The Punctuation Event Database
A living record of companies tested by crisis, adaptation, and model revision. The database asks one question: did the organization demonstrate the capacity to destroy and rebuild its own operating model when its prior beliefs proved wrong?
The question it answers
Most analysis of management quality focuses on the current operating model: how good is the strategy, how aligned is the incentive structure, how clear is the communication. These are useful questions, but they do not tell you whether the organization can change its model under pressure.

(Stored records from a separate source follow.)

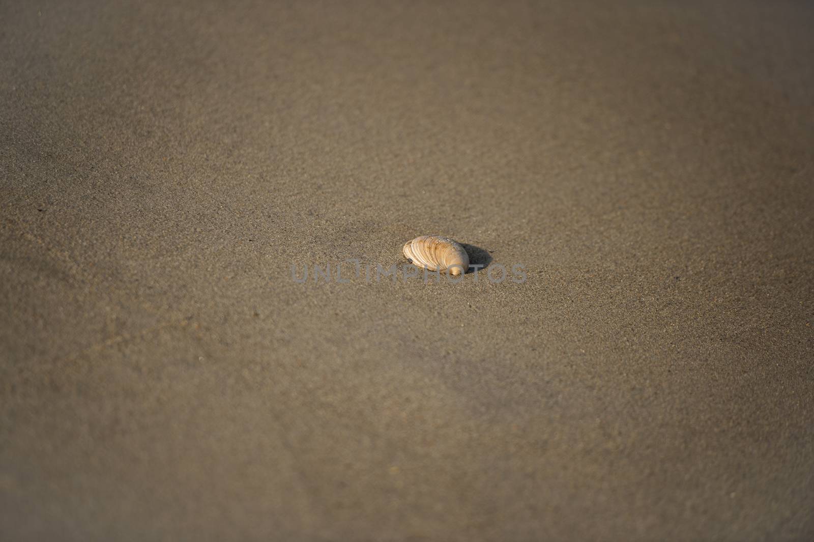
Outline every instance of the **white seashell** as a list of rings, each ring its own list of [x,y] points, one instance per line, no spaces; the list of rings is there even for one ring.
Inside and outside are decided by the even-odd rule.
[[[430,271],[449,269],[450,274],[460,275],[469,269],[466,251],[448,237],[422,235],[405,243],[403,251],[414,265]]]

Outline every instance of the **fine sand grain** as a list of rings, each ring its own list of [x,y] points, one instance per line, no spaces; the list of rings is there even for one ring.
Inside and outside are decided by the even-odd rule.
[[[0,538],[814,540],[812,28],[0,2]]]

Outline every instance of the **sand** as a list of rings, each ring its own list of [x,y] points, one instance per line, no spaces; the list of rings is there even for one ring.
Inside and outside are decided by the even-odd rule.
[[[2,538],[812,540],[812,28],[2,2]]]

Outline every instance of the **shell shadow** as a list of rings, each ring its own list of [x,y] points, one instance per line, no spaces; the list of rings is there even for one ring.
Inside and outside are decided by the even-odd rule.
[[[475,247],[475,245],[467,245],[466,243],[462,243],[461,246],[463,247],[463,249],[466,251],[466,254],[469,256],[470,265],[473,264],[475,265],[483,265],[479,269],[479,273],[482,273],[492,263],[492,255],[485,248]],[[474,268],[469,268],[466,274],[470,273],[475,273]]]

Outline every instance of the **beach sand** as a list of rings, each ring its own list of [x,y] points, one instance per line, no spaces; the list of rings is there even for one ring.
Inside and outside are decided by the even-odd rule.
[[[2,538],[812,540],[812,28],[0,4]]]

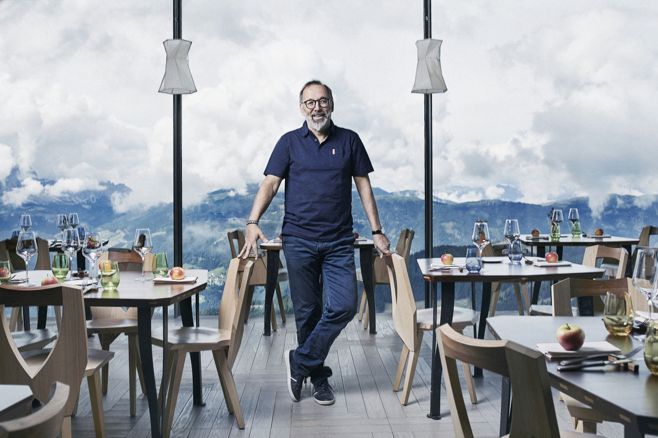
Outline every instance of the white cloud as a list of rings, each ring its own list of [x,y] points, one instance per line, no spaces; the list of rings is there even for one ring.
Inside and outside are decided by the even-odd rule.
[[[336,124],[364,140],[373,185],[422,190],[422,98],[410,92],[420,3],[196,0],[183,12],[199,90],[182,99],[186,204],[262,180],[276,140],[301,124],[297,93],[312,78],[333,88]],[[655,192],[658,7],[453,0],[433,12],[448,87],[433,97],[435,195],[595,205]],[[57,181],[49,193],[110,180],[132,191],[118,209],[170,202],[172,98],[157,92],[170,9],[5,1],[0,20],[0,180],[15,163]]]

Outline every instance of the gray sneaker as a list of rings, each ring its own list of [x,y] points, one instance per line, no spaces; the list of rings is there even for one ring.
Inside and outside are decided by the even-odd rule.
[[[299,401],[301,399],[301,384],[303,382],[303,377],[301,376],[293,376],[291,370],[291,362],[292,362],[292,350],[286,350],[284,352],[284,359],[286,360],[286,369],[288,371],[288,392],[293,401]],[[332,401],[333,403],[334,402]]]
[[[318,404],[334,404],[334,391],[328,380],[320,380],[313,385],[313,399]]]

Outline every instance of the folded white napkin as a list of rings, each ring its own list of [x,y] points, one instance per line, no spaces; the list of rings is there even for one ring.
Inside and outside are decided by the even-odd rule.
[[[562,260],[561,262],[555,262],[555,263],[549,263],[545,260],[538,260],[536,262],[532,262],[533,266],[539,266],[540,268],[551,268],[551,266],[570,266],[571,262],[567,262],[565,260]]]
[[[176,280],[171,277],[153,277],[153,283],[195,283],[197,277],[184,277],[180,280]]]
[[[562,348],[562,345],[560,345],[557,342],[538,343],[537,344],[537,349],[544,353],[549,359],[563,357],[580,357],[600,353],[617,354],[621,353],[621,350],[607,341],[586,342],[583,343],[582,347],[574,351],[564,349]]]

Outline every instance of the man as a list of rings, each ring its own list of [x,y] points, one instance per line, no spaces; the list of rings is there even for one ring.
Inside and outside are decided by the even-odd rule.
[[[258,254],[258,239],[267,238],[258,220],[286,180],[282,236],[295,311],[298,347],[285,353],[288,387],[294,401],[301,398],[304,379],[311,378],[313,398],[332,404],[324,362],[329,349],[357,312],[357,281],[352,230],[352,179],[372,228],[380,256],[390,254],[382,230],[368,174],[372,166],[356,133],[331,120],[331,89],[319,81],[299,93],[302,127],[284,134],[274,146],[247,221],[240,256]],[[322,287],[326,307],[322,312]]]

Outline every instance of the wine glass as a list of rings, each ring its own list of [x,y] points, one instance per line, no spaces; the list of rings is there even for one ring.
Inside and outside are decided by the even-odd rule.
[[[569,208],[569,220],[571,222],[571,235],[580,235],[580,224],[578,223],[580,216],[578,214],[578,208]]]
[[[59,231],[63,231],[68,228],[68,218],[66,217],[66,214],[58,214],[56,223]]]
[[[647,247],[638,249],[638,255],[633,268],[633,285],[644,293],[649,303],[649,319],[651,318],[651,295],[655,285],[656,263],[658,248]]]
[[[151,242],[151,230],[148,228],[138,228],[135,231],[135,240],[132,243],[132,249],[141,256],[141,278],[136,278],[136,280],[144,281],[151,280],[144,278],[144,257],[153,247],[153,245]]]
[[[25,285],[26,286],[34,285],[30,283],[30,278],[28,276],[28,262],[38,251],[37,236],[34,234],[34,231],[20,231],[20,234],[18,235],[18,241],[16,244],[16,253],[25,260]]]
[[[73,228],[66,228],[62,231],[62,251],[68,256],[68,278],[71,278],[73,272],[73,255],[78,252],[80,247],[80,238],[78,230]]]
[[[28,231],[32,226],[32,219],[29,214],[21,214],[19,224],[21,230]]]
[[[482,249],[490,241],[489,238],[489,226],[482,220],[477,220],[473,226],[473,243],[478,247],[478,258],[480,259],[480,266],[482,266]]]
[[[97,231],[87,231],[85,233],[84,241],[82,242],[82,255],[89,260],[89,279],[92,283],[98,281],[98,268],[96,260],[103,255],[103,237]]]
[[[71,226],[72,228],[75,228],[80,223],[80,219],[78,218],[78,213],[69,213],[68,214],[68,224]]]

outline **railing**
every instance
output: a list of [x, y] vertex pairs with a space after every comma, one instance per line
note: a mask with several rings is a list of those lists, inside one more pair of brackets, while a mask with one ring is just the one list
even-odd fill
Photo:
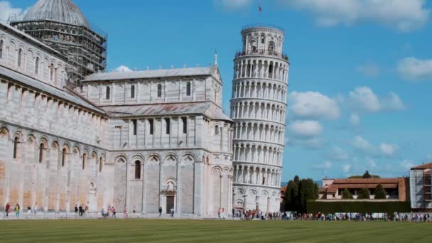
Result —
[[251, 24], [246, 25], [246, 26], [243, 26], [243, 28], [242, 28], [242, 31], [244, 31], [246, 29], [251, 28], [259, 28], [259, 27], [271, 28], [274, 28], [274, 29], [284, 32], [284, 28], [282, 28], [278, 26], [276, 26], [274, 24], [270, 24], [270, 23], [251, 23]]
[[271, 50], [265, 51], [264, 50], [252, 50], [252, 51], [250, 51], [249, 53], [247, 53], [245, 51], [237, 51], [235, 53], [235, 57], [236, 58], [239, 58], [239, 57], [242, 57], [242, 56], [244, 56], [244, 55], [269, 55], [269, 56], [274, 56], [274, 57], [281, 58], [285, 59], [286, 60], [289, 60], [289, 58], [288, 57], [288, 55], [286, 55], [285, 53], [277, 53], [277, 52], [271, 51]]

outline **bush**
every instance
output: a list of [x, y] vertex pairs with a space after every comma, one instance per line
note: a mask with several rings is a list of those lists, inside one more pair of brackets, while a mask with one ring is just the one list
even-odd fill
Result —
[[375, 188], [375, 199], [386, 199], [386, 191], [381, 184]]
[[350, 193], [348, 189], [345, 188], [343, 191], [342, 191], [342, 199], [352, 199], [352, 194]]
[[387, 212], [393, 215], [394, 212], [411, 212], [409, 202], [374, 202], [374, 201], [350, 201], [350, 202], [308, 202], [308, 212], [315, 213], [335, 212]]
[[362, 188], [359, 193], [359, 195], [357, 198], [357, 199], [370, 199], [370, 193], [369, 192], [369, 189]]

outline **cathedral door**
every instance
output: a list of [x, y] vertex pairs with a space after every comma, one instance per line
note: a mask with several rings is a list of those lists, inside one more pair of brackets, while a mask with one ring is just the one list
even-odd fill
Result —
[[171, 208], [174, 208], [174, 196], [166, 196], [166, 213], [171, 213]]

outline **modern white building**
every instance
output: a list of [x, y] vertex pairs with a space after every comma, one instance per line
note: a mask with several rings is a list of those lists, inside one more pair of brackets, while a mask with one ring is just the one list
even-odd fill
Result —
[[280, 207], [289, 63], [284, 31], [259, 24], [242, 31], [234, 59], [231, 118], [236, 208], [276, 212]]

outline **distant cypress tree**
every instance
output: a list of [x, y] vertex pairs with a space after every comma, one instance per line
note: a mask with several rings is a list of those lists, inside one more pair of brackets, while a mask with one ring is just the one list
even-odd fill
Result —
[[352, 194], [350, 193], [348, 189], [345, 188], [342, 191], [342, 199], [352, 199]]
[[386, 191], [381, 184], [375, 188], [375, 199], [386, 199]]
[[370, 199], [370, 192], [367, 188], [360, 190], [357, 199]]

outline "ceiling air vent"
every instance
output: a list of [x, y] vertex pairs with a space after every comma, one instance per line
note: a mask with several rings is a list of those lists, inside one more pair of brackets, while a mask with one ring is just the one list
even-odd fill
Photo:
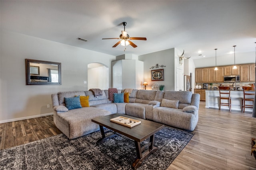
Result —
[[87, 40], [87, 39], [84, 39], [83, 38], [79, 38], [79, 37], [77, 38], [77, 39], [79, 39], [79, 40], [83, 41], [85, 41], [85, 42], [88, 41], [88, 40]]

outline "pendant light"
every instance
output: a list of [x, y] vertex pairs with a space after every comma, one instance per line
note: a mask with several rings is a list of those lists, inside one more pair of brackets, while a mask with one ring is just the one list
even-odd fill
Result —
[[214, 49], [215, 50], [215, 68], [214, 68], [214, 70], [218, 70], [218, 68], [217, 68], [217, 55], [216, 55], [217, 49]]
[[233, 67], [233, 69], [236, 69], [237, 68], [237, 67], [236, 67], [236, 54], [235, 54], [235, 48], [236, 48], [236, 45], [234, 45], [233, 47], [234, 47], [234, 67]]

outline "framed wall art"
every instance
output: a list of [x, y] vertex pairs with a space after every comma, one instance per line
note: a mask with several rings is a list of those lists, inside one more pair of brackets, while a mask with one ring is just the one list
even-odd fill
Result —
[[151, 81], [163, 81], [164, 69], [151, 70]]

The Punctuation Event Database catalogs historical stress events and asks a narrower question: when a company's prior assumptions were publicly contradicted by events, how did the organization respond? The response pattern — not the pre-crisis quality — is the evidence of adaptive capacity.
Outcome categories
ADAPTED: the organization revised its operating model structurally and publicly in response to the stress event, and emerged with a more defensible competitive position than it had before. This is the highest-quality outcome. It requires explicit acknowledgment of prior error, a structural response rather than a cosmetic one, and evidence that the revision held under subsequent pressure.
SURVIVED: the organization maintained its competitive position without material deterioration. The prior model proved resilient enough that no fundamental revision was required. This is a neutral outcome for orientation purposes — it provides evidence of robustness but not of adaptive capacity.
SURVIVED+: the organization used the stress event offensively because the prior model was proven correct while competitors were impaired. This is a high-quality outcome that provides evidence of both model quality and organizational discipline under pressure.
FAILED / RESCUED: the organization did not successfully navigate the stress event, either through bankruptcy, forced sale, government intervention, or permanent structural impairment. This outcome is not useful as positive evidence of adaptive capacity but is informative as a disqualifier.
Case examples
Amazon during the dot-com collapse (2000-2001): ADAPTED. Amazon revised its cost structure, eliminated unprofitable business lines, and publicly acknowledged that its prior growth-at-all-costs model was unsustainable. The post-crisis organization was structurally more efficient and eventually used the discipline forced by the crisis to build the capital-light infrastructure that became AWS.
Netflix and the Qwikster episode (2011): ADAPTED with delay. Netflix's initial response to the DVD-streaming split was poorly executed and publicly reversed under customer pressure. But the underlying strategic insight — that the streaming business required a fundamentally different model — proved correct. The revision was humiliating in the short term and correct in the long term.
Nvidia through the dot-com collapse and the GeForce FX failure (2002-2003): ADAPTED. After the GeForce FX was outperformed by ATI's Radeon, Nvidia publicly acknowledged the architectural mistake, revised its design philosophy, and returned with the GeForce 6 series. The organization demonstrated willingness to name a product failure accurately and change direction.
Danaher through the life sciences pivot (2015-2019): ADAPTED. Danaher's separation of Fortive and the subsequent acquisition of GE's biopharma business represented a deliberate model revision away from the diversified industrial archetype toward a focused life-science tools platform. The public communications were explicit about the strategic rationale and the prior model's limitations.
Old Dominion Freight Line through 2008-2009: SURVIVED+. Old Dominion used the freight recession to gain market share from financially stressed competitors while maintaining its service standards. The prior model — invest in service quality through the cycle — proved correct under the most severe test the industry had seen in decades.
Constellation Software and the large-acquisition doctrine revision (2021-2022): ADAPTED. Constellation's founder publicly acknowledged that the company's prior refusal to pursue large acquisitions was a mistake driven by organizational capability constraints rather than principled capital allocation. The revision was explicit, was tied to named evidence, and resulted in a structural change in how Constellation allocates capital.
Microsoft under Ballmer vs. Nadella: FAILED then ADAPTED. The Ballmer-era Microsoft is the canonical case of a high-D1, low-D2 organization: excellent feedback mechanisms producing a clear picture of a world the organization would not respond to. The transition to Nadella represented a structural model revision — cloud-first, platform-agnostic — that the prior leadership had the data to make but lacked the organizational architecture to execute.